Mağduriyetlerden bahseden Avukat Selim Hartavi; “Bilindiği üzere son dönemlerde özellikle kısa süren evliliklerde yaşanan nafaka ile ilgili bir mevzu hakkında kamuoyunda sıkça bir tartışma yaşanmakta. Öncelikle bu konunun hukuki boyutu hakkında bazı nafaka konusunu açıklamakta yarar görüyoruz. Nafaka Türk Medeni Kanunu'nda talep edebilmenin şartları açıkça yasal olarak düzenlenmiştir. Türk Medeni Kanunu da boşanma ile yoksulluğa düşecek olan kişi ancak nafaka talep edebilmektedir. Yine nafaka konusundaki bir diğer şartla nafaka talep eden eşin boşanma halinde diğer eşe göre kusursuz ya da daha az kusurlu olması gerekiyor. Erkeğin ya da kadının eşit kusurlu olması halinde dahi şartlar oluşmuşsa nafaka talep edilebilir. Sadece nafaka ağır kusurlu hallerde nafakanın talep edilmesinde yasal olarak bir engel bulmakta. Nafakanın talep edilmesinde özellikle evliliğin kısa süreli olması ya da uzun süreli olması konusunda yasada herhangi bir düzenleme ya da herhangi bir süre kısıtlaması bulunmamaktadır. Bu konuda son dönemler parlamento tarafından her ne kadar yasal çerçeve oluşturulmaya çalışılmış ise de bugüne kadar henüz yürürlüğe giren bir yasa bulunmamaktadır” ifadelerinde bulundu.

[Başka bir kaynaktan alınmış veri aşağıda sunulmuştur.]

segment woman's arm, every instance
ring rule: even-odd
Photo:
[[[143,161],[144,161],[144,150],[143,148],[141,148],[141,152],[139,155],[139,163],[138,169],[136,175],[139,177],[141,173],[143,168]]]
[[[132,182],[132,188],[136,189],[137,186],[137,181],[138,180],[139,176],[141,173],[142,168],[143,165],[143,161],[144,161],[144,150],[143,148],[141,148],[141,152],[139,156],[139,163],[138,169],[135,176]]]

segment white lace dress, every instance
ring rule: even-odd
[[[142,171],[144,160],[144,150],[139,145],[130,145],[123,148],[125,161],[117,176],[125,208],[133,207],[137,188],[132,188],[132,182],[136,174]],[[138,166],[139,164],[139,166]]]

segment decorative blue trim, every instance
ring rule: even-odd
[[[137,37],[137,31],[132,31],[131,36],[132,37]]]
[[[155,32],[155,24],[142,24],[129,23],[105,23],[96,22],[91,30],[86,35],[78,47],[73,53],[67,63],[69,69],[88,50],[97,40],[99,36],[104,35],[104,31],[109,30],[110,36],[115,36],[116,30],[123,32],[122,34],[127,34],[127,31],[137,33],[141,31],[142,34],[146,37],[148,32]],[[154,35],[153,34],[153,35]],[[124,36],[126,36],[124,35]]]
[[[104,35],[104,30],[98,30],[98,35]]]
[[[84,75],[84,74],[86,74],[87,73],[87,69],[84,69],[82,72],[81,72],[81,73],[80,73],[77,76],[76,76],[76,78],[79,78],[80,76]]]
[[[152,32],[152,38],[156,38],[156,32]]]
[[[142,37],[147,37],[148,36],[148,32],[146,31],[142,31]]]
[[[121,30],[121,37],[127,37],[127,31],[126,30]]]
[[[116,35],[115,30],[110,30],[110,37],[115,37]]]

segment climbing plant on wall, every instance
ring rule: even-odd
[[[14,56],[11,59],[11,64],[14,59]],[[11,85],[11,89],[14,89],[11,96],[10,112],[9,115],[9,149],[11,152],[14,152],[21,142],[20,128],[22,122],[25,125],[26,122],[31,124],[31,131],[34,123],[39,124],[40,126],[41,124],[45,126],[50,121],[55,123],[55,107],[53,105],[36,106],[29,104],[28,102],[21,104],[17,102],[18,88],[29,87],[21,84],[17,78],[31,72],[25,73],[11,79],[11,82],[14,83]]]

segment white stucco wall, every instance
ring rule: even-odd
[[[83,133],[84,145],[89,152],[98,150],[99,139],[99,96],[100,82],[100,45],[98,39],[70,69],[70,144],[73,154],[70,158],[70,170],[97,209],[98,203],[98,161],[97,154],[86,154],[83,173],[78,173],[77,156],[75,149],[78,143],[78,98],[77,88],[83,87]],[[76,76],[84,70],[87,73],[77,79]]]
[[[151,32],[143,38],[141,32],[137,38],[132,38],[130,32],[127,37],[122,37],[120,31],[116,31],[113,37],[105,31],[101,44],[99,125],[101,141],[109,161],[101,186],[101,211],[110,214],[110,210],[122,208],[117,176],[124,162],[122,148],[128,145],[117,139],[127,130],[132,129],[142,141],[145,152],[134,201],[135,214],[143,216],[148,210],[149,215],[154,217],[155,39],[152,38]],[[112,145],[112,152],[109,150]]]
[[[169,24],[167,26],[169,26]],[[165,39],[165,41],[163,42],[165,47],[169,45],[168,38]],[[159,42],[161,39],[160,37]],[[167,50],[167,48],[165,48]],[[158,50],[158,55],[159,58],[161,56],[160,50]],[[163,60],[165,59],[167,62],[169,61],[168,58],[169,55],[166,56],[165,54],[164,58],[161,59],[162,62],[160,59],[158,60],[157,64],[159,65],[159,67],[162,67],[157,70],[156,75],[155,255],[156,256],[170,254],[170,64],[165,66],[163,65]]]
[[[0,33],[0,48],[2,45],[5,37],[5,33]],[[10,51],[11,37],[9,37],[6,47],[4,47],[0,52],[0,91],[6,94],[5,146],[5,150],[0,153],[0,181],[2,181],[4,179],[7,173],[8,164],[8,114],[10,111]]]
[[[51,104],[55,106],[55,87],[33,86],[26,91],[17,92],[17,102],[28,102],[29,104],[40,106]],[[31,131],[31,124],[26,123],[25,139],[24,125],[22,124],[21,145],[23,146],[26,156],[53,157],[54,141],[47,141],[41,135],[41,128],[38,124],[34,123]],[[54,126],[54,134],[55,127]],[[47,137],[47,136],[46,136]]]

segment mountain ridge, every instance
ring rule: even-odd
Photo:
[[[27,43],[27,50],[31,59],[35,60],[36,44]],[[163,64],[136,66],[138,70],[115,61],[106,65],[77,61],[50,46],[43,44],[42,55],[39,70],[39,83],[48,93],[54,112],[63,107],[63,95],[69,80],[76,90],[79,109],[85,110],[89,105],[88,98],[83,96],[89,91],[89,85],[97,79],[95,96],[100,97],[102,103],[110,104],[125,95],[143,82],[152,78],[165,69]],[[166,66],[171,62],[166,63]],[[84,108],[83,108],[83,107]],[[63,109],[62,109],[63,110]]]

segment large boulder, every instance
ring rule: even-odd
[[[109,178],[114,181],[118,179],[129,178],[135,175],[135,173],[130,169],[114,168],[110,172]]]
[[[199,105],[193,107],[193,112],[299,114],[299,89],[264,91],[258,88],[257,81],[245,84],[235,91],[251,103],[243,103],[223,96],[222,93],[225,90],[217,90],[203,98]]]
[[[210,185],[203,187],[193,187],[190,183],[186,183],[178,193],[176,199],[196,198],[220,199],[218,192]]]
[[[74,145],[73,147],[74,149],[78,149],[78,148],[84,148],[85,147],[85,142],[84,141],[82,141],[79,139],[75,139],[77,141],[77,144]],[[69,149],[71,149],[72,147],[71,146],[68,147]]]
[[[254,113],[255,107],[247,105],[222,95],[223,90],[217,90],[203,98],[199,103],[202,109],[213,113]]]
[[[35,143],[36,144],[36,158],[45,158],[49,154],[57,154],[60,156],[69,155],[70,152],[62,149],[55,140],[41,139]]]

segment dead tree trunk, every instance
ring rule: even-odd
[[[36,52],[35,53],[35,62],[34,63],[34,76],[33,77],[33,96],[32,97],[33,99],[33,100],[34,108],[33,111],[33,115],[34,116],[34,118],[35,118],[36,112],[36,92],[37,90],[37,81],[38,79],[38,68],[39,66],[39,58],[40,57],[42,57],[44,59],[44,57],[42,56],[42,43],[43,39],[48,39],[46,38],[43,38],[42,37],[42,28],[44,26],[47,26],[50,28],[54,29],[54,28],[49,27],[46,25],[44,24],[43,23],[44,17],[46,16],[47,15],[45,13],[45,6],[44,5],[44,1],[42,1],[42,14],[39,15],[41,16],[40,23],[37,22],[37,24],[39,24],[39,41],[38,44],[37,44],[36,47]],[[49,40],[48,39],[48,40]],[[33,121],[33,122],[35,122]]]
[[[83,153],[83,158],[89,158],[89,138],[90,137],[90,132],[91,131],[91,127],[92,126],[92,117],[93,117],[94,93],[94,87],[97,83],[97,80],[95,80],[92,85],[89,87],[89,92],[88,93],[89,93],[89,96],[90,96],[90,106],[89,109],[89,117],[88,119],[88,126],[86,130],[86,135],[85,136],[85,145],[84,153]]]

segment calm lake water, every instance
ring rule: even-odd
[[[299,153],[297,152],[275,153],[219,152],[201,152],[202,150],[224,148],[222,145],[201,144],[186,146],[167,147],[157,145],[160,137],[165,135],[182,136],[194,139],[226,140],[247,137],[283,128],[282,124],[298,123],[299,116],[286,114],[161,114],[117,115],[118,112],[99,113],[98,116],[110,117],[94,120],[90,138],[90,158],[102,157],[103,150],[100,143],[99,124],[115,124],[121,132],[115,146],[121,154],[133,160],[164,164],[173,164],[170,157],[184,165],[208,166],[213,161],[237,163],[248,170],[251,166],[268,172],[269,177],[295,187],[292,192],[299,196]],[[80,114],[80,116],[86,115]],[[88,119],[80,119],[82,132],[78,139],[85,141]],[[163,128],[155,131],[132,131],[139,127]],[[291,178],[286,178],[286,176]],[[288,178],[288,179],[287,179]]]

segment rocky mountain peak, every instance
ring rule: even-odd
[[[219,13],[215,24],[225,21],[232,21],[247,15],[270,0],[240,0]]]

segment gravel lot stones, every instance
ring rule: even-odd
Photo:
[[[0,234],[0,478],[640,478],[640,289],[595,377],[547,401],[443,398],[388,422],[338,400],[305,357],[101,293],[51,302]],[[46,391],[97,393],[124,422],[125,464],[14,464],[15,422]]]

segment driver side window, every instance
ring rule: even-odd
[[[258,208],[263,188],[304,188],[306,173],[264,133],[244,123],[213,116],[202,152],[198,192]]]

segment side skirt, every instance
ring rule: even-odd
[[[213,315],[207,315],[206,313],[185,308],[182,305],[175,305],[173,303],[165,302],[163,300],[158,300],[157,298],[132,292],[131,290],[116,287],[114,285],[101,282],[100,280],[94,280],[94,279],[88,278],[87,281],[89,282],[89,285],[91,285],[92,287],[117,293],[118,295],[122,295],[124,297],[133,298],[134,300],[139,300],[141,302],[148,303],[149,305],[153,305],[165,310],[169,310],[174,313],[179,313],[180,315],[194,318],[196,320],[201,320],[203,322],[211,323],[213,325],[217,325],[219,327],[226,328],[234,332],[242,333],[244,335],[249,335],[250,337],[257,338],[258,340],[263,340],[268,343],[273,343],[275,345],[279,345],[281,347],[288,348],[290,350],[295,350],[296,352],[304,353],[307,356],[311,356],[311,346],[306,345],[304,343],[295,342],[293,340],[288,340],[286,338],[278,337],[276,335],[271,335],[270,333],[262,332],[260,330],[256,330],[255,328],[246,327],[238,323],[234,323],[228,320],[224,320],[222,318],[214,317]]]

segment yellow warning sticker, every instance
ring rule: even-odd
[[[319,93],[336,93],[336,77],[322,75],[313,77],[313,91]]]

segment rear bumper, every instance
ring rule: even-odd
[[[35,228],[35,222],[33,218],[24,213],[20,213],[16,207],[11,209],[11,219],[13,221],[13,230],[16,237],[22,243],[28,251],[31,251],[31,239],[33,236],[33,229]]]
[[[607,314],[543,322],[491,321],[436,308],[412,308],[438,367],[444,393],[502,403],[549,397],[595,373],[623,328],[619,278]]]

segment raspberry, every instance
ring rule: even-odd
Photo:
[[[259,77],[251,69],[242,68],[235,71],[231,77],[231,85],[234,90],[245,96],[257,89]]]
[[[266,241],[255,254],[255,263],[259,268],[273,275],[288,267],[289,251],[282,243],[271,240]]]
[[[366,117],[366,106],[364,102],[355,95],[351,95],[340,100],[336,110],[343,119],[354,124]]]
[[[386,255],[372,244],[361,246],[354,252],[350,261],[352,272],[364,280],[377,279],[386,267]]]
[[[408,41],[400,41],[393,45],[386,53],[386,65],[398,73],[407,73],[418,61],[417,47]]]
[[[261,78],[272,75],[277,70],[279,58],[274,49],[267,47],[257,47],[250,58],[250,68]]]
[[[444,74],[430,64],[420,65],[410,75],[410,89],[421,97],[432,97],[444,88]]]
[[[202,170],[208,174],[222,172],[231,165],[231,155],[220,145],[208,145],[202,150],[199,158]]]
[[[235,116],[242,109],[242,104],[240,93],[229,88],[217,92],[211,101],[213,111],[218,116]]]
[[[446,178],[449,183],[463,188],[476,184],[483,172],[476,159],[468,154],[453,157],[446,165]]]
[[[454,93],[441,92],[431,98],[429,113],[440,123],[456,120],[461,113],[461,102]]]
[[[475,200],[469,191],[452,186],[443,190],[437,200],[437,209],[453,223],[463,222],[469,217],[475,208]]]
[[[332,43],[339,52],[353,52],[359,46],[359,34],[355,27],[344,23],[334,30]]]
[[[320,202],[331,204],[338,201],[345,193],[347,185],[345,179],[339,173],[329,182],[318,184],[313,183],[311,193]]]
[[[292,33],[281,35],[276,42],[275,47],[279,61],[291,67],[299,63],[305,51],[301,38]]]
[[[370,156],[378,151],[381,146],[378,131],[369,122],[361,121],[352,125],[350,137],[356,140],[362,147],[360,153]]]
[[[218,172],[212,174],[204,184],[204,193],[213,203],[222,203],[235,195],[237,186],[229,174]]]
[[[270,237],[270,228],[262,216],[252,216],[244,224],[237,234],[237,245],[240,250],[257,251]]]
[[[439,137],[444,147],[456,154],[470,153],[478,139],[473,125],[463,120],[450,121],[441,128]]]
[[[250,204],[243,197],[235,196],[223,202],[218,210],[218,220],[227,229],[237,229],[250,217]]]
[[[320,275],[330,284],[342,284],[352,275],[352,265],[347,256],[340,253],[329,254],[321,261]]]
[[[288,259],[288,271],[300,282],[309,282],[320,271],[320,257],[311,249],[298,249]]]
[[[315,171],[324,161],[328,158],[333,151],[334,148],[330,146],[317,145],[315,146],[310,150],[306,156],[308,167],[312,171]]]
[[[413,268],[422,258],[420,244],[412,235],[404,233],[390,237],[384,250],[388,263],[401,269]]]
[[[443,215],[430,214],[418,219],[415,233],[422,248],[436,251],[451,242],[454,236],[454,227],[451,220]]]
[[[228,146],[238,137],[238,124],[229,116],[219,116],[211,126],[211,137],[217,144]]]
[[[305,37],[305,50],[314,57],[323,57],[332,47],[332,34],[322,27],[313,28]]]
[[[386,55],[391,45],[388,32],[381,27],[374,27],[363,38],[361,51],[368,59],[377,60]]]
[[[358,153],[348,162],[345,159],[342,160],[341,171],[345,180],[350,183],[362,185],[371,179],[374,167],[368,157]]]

“AİLE HUKUKUNUN TEMELİNE BİR DİNAMİT”
Aile yapısına zarar verdiğini aktaran Avukat Hartavi konuşmasında; “Ülkemizde pek çok insan işte kısa süreli evliliklerden dolayı büyük mağduriyetler yaşadığı hatta nafaka mevzunun aile hukukunun temeline bir dinamit yerleştirdiği şeklinde bazı söylemler pek çok kişinin kulağına gelmiştir. Avrupa ülkelerinde örneğin nafaka konusunda yani süresiz nafakaya ilişkin bazı ülkelerde bu konuda açıkça yasada düzenlemeler yapılmıştır. Örneğin Hollanda'da yıldan kısa süreli evliliklerde nafaka sadece evlilik süresi ile sınırlandırılmıştır. Keza İngiltere’de nafaka olayı hâkimin takdirine bırakılmıştır. Hâkim tamamen olayın taraflarına göre kişinin ekonomik durumuna göre ve çocuklar varsa çocukların durumuna göre nafakayı ve nafakanın suresini belirleme tam olarak yetkili kılınmıştır. Yine Fransa aile hukukunda da süresiz nafaka olayı söz konusu değildir. Fransa'da toplu olarak yani bir defaya mahsus olarak defaten ödenen bir nafaka durumu söz konusudur. Bu ancak tarafların mali durumuna göre bu 8 yıla kadar ödeme planına bağlanabilmektedir. Avrupa ülkelerinde öldüğü üzere Avrupa'nın pek çok ülkesinde bu konuda tamamen süresiz ve denetimsiz bir nafaka sistemi bulunmamaktadır. Bu konuda mahkemeye takdir bırakılmış veya işte hani yasal bir zemin oluşturulmuştur” ifadelerine yer verdi.
“LAİK DEVLET YAPISINA AYKIRI DÜŞMEKTEDİR”
Son olarak, Avukat Selim Hartavi;
“Maalesef ülkemizde bugüne kadar böyle bir düzenleme özellikle nafaka süresi konusunda bir düzenleme bulunmadığından dolayı durum pek çok kişiyi mağdur etmektedir. Durum aslında sosyal, laik, hukuk devleti olan devlet yapısına da aykırı düşmektedir. Sosyal devletin hedefi insanları yardıma muhtaç hale getirmek değil, yardıma muhtaçlıktan kurtarmak olmalıdır. Anayasanın 41. maddesinde de özellikle, devlet ailenin huzur ve refahıyla özellikle alanın ve çocukların korunması ve aile planlamasının öğretimiyle uygulanmasını sağlamak için gerekli tedbirleri alır. Teşkilatı kurmakla yükümlü tutulmuştur. Son olarak aile hukukunu ilgilendirmesi nedeniyle süresiz nafaka olayına ilişkin mağduriyetten önlenmesi bakımından çok ivedi olarak yasal bir düzenlemenin yapılması toplumda zorlu bir ihtiyaç haline gelmiştir” dedi.